Weekly Dish: Kaelin Ulrich Trilling

Oaxacan-born chef Kaelin Ulrich Trilling, executive chef of Nashville’s Bajo Sexto Taco Lounge, has cooking in his genes. He is the son of acclaimed cookbook author, cooking school founder, and Mexican food authority Susana Trilling. Trilling’s cookin’ up authentic Mexican cuisine at Bajo Sexto, including tacos served with house-made tortillas. We found out what he’s been listening to, what he’s looking forward to at MCFW, and more!

KaelinTall

What’s the best meal you’ve ever had? When I ate at Pujol. The steak tartare was out of this world and there were two tacos – a smoked suckling pig and a lamb barbacoa with green tortilla – that I still dream about!

What’s the first thing you ever cooked? Two fried eggs with grilled tomato & toast.

Why did you choose Nashville to work and live in? The chefs in this city are generous and inspiring as peers. We are lucky, too, to have such beautiful produce to work with.

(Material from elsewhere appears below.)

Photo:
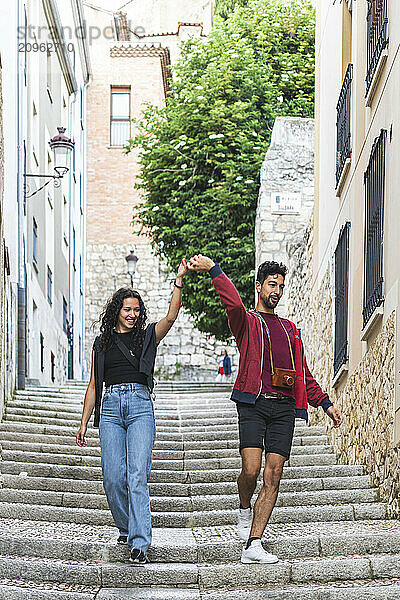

What are you favorite and least favorite food trends? Most: incorporating ingredients that are not commonly used, like masa, which is a staple in Mexican cuisine but under-used in other types of cuisine. Also, I love that chefs are working more with farmers and becoming more appreciative of ingredients and the process it takes to raise produce and livestock.

What music have you been listening to lately? 21 Pilots, Notorious BIG, Damian Marley.

What are you most excited about doing / seeing / tasting at MCFW? I look forward to tasting the dishes that the out of town chefs are cooking, as well as meeting some of the new chefs and experiencing a taste of their restaurants. I love to taste what Pat and his friends barbecue, and I am excited to cook some new dishes from Bajo Sexto taco lounge and share what we are doing with festival attendees.